Monday, March 21, 2011

What A Short Strange Trip It's Been

This is not an edited post. It's not even thought out, at all. I will be vomiting thoughts, thoughts that I may deny before posting, thoughts that I may only half believe. But I've digested for long enough that I thought it might be nice– even just for my own mental health– to purge.

A lot has changed in the relatively short time since my last post about The Utah Jazz.

Back then, we had Hall of Famer Jerry Sloan and All-Star Deron Williams. Now we have Ty Corbin, Devin Harris, rookie Derrick Favors, and some off-year first round draft picks. Even after that notorious Bulls game, I was sticking with D-Will. I was loyal. Hearing later, from a very inside source (like, IN the locker room inside source), that Sloan leaving was "100% Williams" couldn't completely sour me on the guy. Even now, watching him dig in with the Nets (and improve his hair situation!) makes me pretty sad. But I guess he had to go. He wasn't staying.

Now what?

Injuries. Mehmet Okur played, what, a fittingly lucky 13 games for the Jazz this year and was finally relegated to Out For The Season status last week. Memo is no MVP, but he changes the lane and the opposing defense quite a bit. And this might seem way out in left field for those of you who think he's a slow white bomber, but I think he's an underrated, gutsy defender. There, I said it. He's no Bill Russell, but he's no matador either (ahem, Boozer...Amare...). And Memo is just one of many recurring, cursed injuries. Every team has them, but this year has seemed especially injurious to me.
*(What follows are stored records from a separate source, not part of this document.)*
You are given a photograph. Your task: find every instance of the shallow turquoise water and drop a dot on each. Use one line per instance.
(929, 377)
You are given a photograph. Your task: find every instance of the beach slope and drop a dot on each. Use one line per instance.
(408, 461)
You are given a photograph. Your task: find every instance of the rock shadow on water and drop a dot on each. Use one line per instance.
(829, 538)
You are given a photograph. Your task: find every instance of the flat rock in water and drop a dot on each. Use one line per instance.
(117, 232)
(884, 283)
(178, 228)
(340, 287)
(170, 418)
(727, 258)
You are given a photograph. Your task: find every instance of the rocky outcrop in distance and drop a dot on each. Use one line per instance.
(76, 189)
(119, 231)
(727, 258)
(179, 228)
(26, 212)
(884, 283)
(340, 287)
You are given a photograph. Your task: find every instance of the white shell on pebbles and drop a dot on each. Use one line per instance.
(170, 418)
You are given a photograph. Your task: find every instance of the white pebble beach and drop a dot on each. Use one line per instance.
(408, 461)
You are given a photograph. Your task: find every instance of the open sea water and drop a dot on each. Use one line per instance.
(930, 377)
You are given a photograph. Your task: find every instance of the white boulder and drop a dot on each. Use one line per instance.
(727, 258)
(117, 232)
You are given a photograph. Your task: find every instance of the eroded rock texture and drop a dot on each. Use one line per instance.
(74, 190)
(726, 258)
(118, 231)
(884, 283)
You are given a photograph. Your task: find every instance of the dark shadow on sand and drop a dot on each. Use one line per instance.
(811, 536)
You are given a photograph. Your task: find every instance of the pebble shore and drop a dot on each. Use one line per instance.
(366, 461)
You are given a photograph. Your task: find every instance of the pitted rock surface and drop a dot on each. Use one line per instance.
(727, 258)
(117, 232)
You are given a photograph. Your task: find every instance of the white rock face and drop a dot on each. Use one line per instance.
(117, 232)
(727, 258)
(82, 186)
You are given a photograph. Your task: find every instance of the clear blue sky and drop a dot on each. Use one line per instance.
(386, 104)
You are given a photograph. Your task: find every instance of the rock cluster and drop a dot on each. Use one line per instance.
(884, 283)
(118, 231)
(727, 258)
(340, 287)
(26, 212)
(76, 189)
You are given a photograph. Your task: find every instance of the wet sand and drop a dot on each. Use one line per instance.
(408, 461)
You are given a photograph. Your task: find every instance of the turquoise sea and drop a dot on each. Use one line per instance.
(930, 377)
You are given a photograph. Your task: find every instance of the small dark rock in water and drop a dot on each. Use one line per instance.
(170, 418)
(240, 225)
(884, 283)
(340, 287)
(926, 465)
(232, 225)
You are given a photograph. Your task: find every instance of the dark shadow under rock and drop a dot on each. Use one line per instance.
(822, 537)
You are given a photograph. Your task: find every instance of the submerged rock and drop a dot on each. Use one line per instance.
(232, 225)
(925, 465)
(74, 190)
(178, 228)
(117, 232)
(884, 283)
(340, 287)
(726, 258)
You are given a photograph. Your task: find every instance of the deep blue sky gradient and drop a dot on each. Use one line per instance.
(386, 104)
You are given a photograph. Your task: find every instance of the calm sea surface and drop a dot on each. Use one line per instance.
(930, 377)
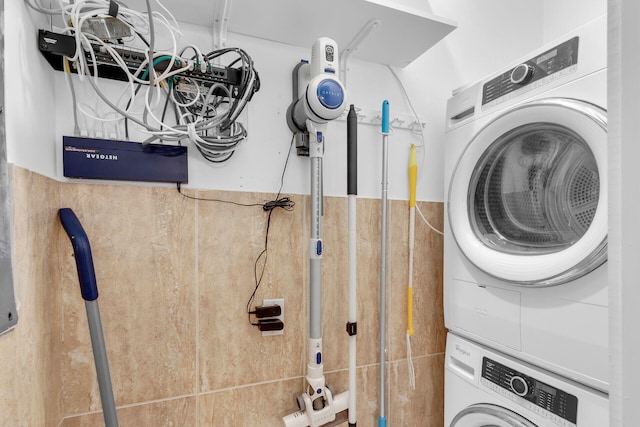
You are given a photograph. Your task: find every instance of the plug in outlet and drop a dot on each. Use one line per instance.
(270, 302)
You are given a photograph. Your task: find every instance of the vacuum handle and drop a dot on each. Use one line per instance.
(385, 117)
(82, 251)
(352, 151)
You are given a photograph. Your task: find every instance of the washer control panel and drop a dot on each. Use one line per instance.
(534, 72)
(550, 402)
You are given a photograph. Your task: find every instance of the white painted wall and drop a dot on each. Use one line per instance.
(563, 16)
(489, 35)
(624, 209)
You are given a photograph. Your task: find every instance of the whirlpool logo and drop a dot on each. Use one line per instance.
(462, 350)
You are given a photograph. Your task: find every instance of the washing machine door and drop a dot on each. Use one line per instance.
(487, 415)
(527, 201)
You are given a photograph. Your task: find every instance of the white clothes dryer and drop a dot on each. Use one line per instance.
(486, 388)
(526, 209)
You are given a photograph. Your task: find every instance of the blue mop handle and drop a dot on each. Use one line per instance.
(385, 116)
(82, 251)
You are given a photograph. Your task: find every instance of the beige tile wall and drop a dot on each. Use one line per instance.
(175, 276)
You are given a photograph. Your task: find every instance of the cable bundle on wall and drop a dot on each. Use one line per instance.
(207, 98)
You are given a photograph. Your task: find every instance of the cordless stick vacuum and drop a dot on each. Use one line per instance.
(322, 100)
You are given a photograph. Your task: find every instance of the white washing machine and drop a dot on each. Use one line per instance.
(486, 388)
(526, 208)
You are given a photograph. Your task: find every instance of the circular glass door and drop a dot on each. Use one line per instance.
(527, 200)
(487, 415)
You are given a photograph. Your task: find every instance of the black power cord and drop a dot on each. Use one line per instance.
(279, 202)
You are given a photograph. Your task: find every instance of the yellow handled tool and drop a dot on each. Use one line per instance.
(413, 177)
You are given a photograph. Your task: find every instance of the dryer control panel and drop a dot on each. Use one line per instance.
(533, 73)
(543, 399)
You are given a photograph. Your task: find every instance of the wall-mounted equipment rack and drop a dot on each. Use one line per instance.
(55, 46)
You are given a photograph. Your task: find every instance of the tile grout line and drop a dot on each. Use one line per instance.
(197, 312)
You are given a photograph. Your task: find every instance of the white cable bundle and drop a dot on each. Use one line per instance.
(205, 116)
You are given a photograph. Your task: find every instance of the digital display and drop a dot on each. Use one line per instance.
(547, 56)
(545, 388)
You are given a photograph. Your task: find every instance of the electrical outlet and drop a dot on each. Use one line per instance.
(270, 302)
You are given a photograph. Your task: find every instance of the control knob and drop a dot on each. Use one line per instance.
(521, 74)
(520, 386)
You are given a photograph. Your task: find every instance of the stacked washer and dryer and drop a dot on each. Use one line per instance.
(525, 277)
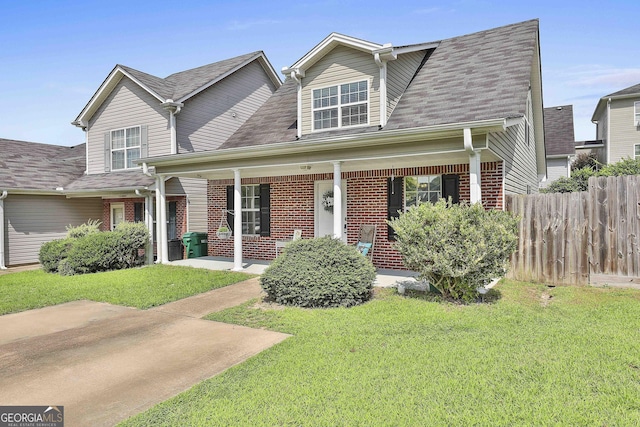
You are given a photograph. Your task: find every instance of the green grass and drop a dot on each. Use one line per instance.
(137, 287)
(525, 360)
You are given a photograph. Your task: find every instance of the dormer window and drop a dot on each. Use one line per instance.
(341, 106)
(125, 148)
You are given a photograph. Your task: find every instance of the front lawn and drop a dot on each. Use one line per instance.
(137, 287)
(537, 356)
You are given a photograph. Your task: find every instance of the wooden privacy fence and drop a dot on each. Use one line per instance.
(580, 238)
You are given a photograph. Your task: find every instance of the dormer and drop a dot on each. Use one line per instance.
(345, 82)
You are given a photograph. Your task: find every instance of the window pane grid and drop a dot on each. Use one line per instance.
(125, 148)
(421, 189)
(351, 110)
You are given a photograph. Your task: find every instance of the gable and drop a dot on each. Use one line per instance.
(341, 65)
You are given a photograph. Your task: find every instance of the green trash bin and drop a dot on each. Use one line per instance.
(195, 244)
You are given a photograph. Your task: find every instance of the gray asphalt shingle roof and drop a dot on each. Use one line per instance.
(485, 75)
(559, 134)
(178, 85)
(33, 166)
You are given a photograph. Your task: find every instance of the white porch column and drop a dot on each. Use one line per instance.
(148, 219)
(237, 221)
(158, 230)
(474, 167)
(337, 200)
(163, 244)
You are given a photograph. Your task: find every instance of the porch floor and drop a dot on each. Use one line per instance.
(384, 278)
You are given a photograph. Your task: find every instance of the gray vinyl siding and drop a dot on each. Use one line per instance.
(34, 220)
(399, 74)
(196, 192)
(519, 158)
(341, 65)
(128, 105)
(556, 168)
(624, 134)
(196, 189)
(207, 120)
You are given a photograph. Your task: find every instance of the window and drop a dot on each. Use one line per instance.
(250, 209)
(256, 209)
(341, 106)
(125, 148)
(421, 189)
(117, 214)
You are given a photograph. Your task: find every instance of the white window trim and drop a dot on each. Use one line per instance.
(242, 210)
(112, 207)
(339, 105)
(404, 189)
(111, 149)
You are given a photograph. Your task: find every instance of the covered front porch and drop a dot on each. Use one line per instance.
(268, 192)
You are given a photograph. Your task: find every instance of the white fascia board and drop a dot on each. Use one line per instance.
(105, 89)
(264, 62)
(327, 44)
(382, 137)
(415, 48)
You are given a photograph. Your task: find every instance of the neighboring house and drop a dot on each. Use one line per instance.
(32, 208)
(617, 117)
(560, 142)
(132, 115)
(361, 130)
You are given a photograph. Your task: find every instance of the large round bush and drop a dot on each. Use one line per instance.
(322, 272)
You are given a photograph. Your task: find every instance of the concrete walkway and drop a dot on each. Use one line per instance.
(105, 363)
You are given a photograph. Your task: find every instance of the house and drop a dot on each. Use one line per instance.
(32, 208)
(134, 114)
(560, 142)
(617, 117)
(361, 130)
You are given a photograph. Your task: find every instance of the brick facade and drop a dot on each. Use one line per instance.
(292, 207)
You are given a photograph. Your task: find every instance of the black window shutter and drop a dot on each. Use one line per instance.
(230, 206)
(137, 212)
(265, 210)
(451, 188)
(394, 203)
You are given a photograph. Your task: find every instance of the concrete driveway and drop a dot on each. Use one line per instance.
(105, 363)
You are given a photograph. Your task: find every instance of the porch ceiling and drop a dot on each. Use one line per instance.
(422, 153)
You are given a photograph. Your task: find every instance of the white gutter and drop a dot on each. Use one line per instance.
(2, 197)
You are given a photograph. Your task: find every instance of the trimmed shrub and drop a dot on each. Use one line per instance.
(91, 226)
(51, 253)
(321, 272)
(93, 253)
(456, 248)
(107, 250)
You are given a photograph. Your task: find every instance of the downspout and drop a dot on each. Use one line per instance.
(297, 75)
(608, 152)
(2, 197)
(383, 88)
(475, 193)
(173, 108)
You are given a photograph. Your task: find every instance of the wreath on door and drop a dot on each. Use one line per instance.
(327, 201)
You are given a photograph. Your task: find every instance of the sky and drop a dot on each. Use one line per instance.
(54, 54)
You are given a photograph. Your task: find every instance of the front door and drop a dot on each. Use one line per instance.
(324, 209)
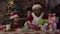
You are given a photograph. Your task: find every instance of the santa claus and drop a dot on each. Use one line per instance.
(33, 19)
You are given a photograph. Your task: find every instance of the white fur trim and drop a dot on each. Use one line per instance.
(36, 6)
(14, 16)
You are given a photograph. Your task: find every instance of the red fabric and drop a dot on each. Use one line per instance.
(30, 18)
(43, 5)
(16, 26)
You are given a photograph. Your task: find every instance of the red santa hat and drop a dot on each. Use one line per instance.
(12, 15)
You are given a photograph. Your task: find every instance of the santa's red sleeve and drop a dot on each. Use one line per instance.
(29, 18)
(45, 16)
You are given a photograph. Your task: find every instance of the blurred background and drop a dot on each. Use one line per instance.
(21, 7)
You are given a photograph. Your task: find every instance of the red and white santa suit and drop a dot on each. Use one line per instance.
(32, 19)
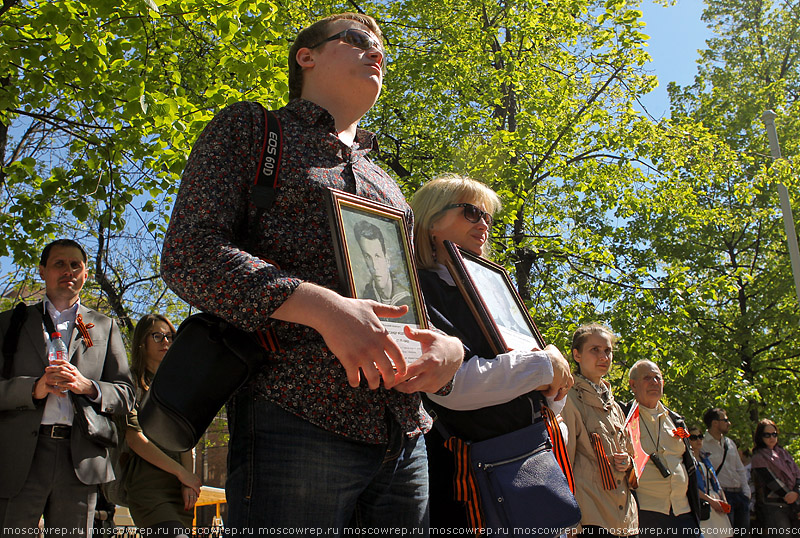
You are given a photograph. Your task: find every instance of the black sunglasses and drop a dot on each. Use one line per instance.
(357, 38)
(473, 213)
(160, 337)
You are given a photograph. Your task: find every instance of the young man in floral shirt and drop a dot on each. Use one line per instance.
(328, 433)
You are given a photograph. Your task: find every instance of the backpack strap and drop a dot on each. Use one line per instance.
(267, 180)
(264, 191)
(18, 317)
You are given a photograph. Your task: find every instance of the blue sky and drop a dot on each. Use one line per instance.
(676, 34)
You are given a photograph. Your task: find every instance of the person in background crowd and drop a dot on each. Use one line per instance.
(776, 478)
(335, 405)
(491, 395)
(724, 456)
(161, 486)
(667, 493)
(48, 466)
(599, 444)
(717, 522)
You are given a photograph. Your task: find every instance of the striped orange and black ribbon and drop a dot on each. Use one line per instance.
(605, 468)
(466, 488)
(559, 446)
(84, 330)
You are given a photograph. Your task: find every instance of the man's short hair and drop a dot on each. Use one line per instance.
(317, 32)
(61, 243)
(633, 373)
(367, 230)
(711, 415)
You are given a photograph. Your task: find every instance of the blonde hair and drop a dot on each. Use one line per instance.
(431, 199)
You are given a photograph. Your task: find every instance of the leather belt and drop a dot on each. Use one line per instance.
(55, 431)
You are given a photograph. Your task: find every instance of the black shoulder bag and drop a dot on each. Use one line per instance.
(94, 425)
(210, 358)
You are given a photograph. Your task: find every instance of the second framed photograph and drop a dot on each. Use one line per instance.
(375, 261)
(494, 301)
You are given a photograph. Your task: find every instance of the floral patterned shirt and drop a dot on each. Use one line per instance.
(224, 256)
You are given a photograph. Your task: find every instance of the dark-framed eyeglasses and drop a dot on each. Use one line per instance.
(473, 213)
(358, 38)
(160, 337)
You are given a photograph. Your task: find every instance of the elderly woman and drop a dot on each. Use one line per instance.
(161, 485)
(776, 478)
(599, 447)
(491, 395)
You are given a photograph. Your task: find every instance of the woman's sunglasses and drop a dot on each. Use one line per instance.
(473, 213)
(160, 337)
(355, 37)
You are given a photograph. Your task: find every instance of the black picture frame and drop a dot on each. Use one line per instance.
(373, 253)
(493, 300)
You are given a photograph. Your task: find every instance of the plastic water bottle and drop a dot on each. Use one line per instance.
(56, 349)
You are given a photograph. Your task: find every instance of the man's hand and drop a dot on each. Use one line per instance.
(562, 377)
(61, 376)
(351, 330)
(441, 357)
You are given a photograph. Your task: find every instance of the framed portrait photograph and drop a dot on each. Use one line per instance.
(494, 301)
(375, 261)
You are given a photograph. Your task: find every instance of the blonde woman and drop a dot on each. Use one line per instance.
(491, 395)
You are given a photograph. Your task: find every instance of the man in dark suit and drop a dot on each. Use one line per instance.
(47, 466)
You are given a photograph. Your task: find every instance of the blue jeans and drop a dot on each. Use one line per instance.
(285, 473)
(740, 511)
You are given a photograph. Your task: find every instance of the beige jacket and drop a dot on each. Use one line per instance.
(584, 414)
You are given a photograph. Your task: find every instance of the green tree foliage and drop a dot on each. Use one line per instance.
(716, 224)
(535, 98)
(667, 230)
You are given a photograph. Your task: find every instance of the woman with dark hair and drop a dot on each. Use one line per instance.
(599, 447)
(162, 488)
(776, 478)
(491, 394)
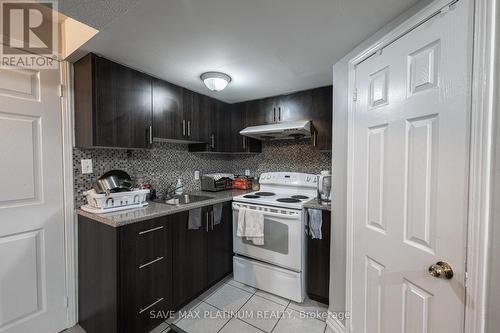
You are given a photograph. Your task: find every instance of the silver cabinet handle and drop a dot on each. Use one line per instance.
(151, 262)
(206, 224)
(150, 306)
(150, 230)
(212, 218)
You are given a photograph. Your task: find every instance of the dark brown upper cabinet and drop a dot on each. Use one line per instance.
(169, 121)
(113, 106)
(314, 105)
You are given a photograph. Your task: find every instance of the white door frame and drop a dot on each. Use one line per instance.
(69, 206)
(482, 108)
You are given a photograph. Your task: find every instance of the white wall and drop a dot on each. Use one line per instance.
(493, 301)
(339, 156)
(493, 308)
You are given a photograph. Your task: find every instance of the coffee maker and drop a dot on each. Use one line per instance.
(325, 187)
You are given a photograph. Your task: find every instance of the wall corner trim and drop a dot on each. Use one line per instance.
(334, 324)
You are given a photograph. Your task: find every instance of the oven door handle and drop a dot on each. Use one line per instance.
(271, 214)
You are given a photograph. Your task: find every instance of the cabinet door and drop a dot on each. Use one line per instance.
(297, 106)
(236, 117)
(123, 106)
(322, 117)
(191, 111)
(145, 275)
(223, 133)
(220, 245)
(189, 257)
(206, 118)
(318, 263)
(167, 110)
(260, 112)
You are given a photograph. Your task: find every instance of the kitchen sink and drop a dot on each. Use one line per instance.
(184, 199)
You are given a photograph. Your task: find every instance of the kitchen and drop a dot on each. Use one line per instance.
(197, 229)
(234, 166)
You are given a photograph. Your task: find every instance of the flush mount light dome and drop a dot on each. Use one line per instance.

Corbin. Give the guy some time. I don't love what's happening, but I don't know that it's his fault. I know there were some players who said that Corbin had plays that Sloan wasn't incorporating into the game plan, but it's hard for me to think that Sloan wouldn't have won more games with this lineup. That's the curse of following up a hard-working, blue collar, tenacious legend, Ty. Get used to it. Jazz fans will give you time and support, but the Statues are always there.

Sloan. There is absolutely nothing I can say about Jerry Sloan here. He coached the team for most of my life, ever since I cared about basketball. When kids were calling for his head and wanting "new basketball" to start in Utah, I defended him and called them idiots (still do). The guy deserved better. He is one of four people in the history of the Jazz that stand above the rest– two of the others are legendary players and the fourth is an owner who kept the Jazz in Utah. I'm rambling a lot for a guy who has nothing to say, but still, there's nothing I can say about Sloan that his history of old school grit and toughness and heart don't already show you.

The New Jazz. This is a new era, no doubt about it. We are rebuilding. The Nuggets left their trade with new life and playoff hopes. We left ours with a ton of question marks. But, while the trade made me mad (i have since come to peace with it) and I'll never really think that Sloan left like he should've and the initial games were hard to watch just from an emotional standpoint, I am still a Jazz fan. I love watching this team, even with the hard losses. I enjoy this team much like the early AK-47 years– getting to see rooks like Hayward, Favors, and even Jeremy Evans start to get the pro game, getting to see a PG like Harris start to find footing with this team and this crowd, still loving the heart that guys like Milsap show, the mutant martian that AK is, and the beast (and leader) that Al Jefferson has become. These storylines, yes, have to temporarily take the place of winning. Winning just isn't happening right now. But what is sportsfandom if you're only EVER winning? Then you're a Lakers fan. And we all know how douchey and bandwagony that is. Though, you do save a lot of time only having to watch 2 quarters of basketball per game.